Comme nous vous l'annoncions vendredi, l'administration du lycée Paul Sabatier placée sous la responsabilité de Monsieur Mercadal — proviseur de l'établissement — avait jeté jeudi à la benne à ordures, un grand nombre d'archives et d'anciens manuels scolaires. Ce dépotoir de la mémoire collective se trouvait devant les bureaux du proviseur situés à l'entrée du lycée à la vue des futurs universitaires. Un beau symbole, en somme ! Sans la curiosité et la présence d'esprit de Julien Llamas — élève à Sabatier et excellent jeune citoyen Carcassonnais — cet évènement serait passé aux oubliettes. Julien a d'abord demandé l'autorisation à M. Mercadal de pouvoir fouiller et prendre des photographies de la benne. Ce qu'il fit. Ensuite, s'apercevant que les documents constitués par des listes d'appels, des fiches, des croquis de travaux dataient pour les plus anciens de 1884, il entreprit d'en sauver le plus qu'il pourrait à pied emporter chez lui.
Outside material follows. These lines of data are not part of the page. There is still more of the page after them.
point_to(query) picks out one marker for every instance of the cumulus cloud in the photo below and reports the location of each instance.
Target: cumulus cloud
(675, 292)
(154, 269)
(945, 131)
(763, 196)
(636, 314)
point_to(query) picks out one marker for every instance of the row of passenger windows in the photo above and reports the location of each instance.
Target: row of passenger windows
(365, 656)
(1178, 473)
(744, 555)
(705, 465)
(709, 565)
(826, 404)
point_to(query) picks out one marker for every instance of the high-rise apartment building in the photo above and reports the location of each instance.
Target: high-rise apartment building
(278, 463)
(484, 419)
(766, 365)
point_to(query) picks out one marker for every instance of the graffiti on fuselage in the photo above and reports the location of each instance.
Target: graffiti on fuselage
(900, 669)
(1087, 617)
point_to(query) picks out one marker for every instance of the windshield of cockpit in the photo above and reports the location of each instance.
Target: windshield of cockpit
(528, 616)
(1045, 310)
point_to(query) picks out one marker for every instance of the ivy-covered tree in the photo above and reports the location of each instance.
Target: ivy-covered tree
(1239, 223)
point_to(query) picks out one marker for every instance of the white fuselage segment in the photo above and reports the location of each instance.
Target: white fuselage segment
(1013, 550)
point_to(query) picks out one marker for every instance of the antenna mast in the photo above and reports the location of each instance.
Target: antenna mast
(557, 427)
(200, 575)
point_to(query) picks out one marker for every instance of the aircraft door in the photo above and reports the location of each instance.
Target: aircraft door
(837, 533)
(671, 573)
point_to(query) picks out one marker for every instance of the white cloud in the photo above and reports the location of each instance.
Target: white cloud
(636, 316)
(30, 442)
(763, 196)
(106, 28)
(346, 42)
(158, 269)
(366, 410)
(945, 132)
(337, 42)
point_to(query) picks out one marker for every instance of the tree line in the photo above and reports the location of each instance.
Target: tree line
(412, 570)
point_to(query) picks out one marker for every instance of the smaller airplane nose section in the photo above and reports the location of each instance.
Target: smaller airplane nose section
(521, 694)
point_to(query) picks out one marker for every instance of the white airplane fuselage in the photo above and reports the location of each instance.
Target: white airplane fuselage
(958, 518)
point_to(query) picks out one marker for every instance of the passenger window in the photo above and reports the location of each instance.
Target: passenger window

Aujourd'hui, ce sont autant de preuves visant à démontrer la faute de ces fonctionnaires de l'Éducation nationale.
Alerté par l'élève qui avait posté la photo ci-dessus sur Facebook en expliquant le problème, je décidais de rendre publique ce désherbage sauvage des archives du lycée. Jusqu'à présent, je m'en remettais aux dires de Julien quant à la qualité des archives vouées au pilon, considérant le fait comme grave. On imagine aisément l'effet produit sur la toile et les répercutions dans la ville. Aussi, le vendredi matin Julien vit deux hommes de l'administration descendre dans la benne pour d'après lui, en extraire les documents les plus anciens sous les yeux d'un proviseur faisant l'étonné. La benne fut ensuite bâchée, ce qu'elle n'était pas la veille. Il semblerait que l'on ait pris conscience des conséquences, en tentant de réparer l'erreur. Enfin, il faut l'espérer.
Le vendredi à 14 heures, je décidais d'appeler la directrice des archives départementales. Elle m'indiqua ne pas avoir été mise au courant de ce déserherbage par le proviseur du lycée. La procédure veut qu'en pareil cas, les archivistes procèdent au tri des documents en vue de leur conservation. La directrice m'assura alors qu'elle allait dépêcher sur place ses agents. À 16 heures, elle me confirma qu'ils s'y étaient rendus en me remerciant vivement pour ma démarche. Nous savons que l'on tentera par tous les moyens de minimiser les responsabilités en racontant qu'il n'y avait rien dans cette benne de bien important. Aussi, avons-nous rassemblé les preuves du contraire, grâce aux documents récupérés par Julien.
Il s'agit purement et simplement des archives du Lycée Impérial de Carcassonne qui fonctionna jusque dans les années 1960, avant la construction du lycée Paul Sabatier. Notons que l'historien Claude Marquié faute d'archives pour réaliser une conférence à la SESA, pensait qu'elles avaient été détruites lors du déménagement. En fait, elles ont transité par le lycée Sabatier qui les détient depuis 50 ans, avant de les jeter aux ordures dernièrement. Il me semble que les administrations ont l'obligation passé un certain délai, de verser leurs papiers aux archives départementales.
L'ancien Lycée Impérial de Carcassonne, rue de Verdun
Une liste d'appel des élèves pour l'année 1891
Les réparations effectuées au lycée en 1902
Une liste des fonctionnaires du Lycée Impérial
Les professeurs de années 50-60 dont René Nelli
Les services et émoluments du personnel pour 1947, mais également les provisions pour la cantine en période de guerre et la comptabilité.
Un dossier du XIXe siècle
Exposés au regard des élèves, les fiches individuelles des anciens avec leurs noms, adresses, téléphone et filiation. Ici les années 1970...
Là, l'année scolaire 2003-2004. Nous avons masqué les renseignements confidentiels, mais ils ne l'étaient pas. Certaines fiches contiennent même l'exclusion et le parcours disciplinaire.
Nous espérons que les Archives départementales auront pu récupérer l'ensemble de ces dossiers, car Julien n'en a sauvé que 5%. Sur mes conseils, il déposera aux Archives de l'Aude ce qu'il a pu extraire de la benne. L'administration du lycée n'admettra jamais sa faute ; au moins, donnera t-elle en secret ce qu'elle a récupéré à l'intérieur de la benne le vendredi matin... Je remercie beaucoup Julien Llamas et tous les historiens devraient en faire de même. Pour ma part, je désespère chaque jour de voir cette ville aux mains de gens si peu concernés par le patrimoine.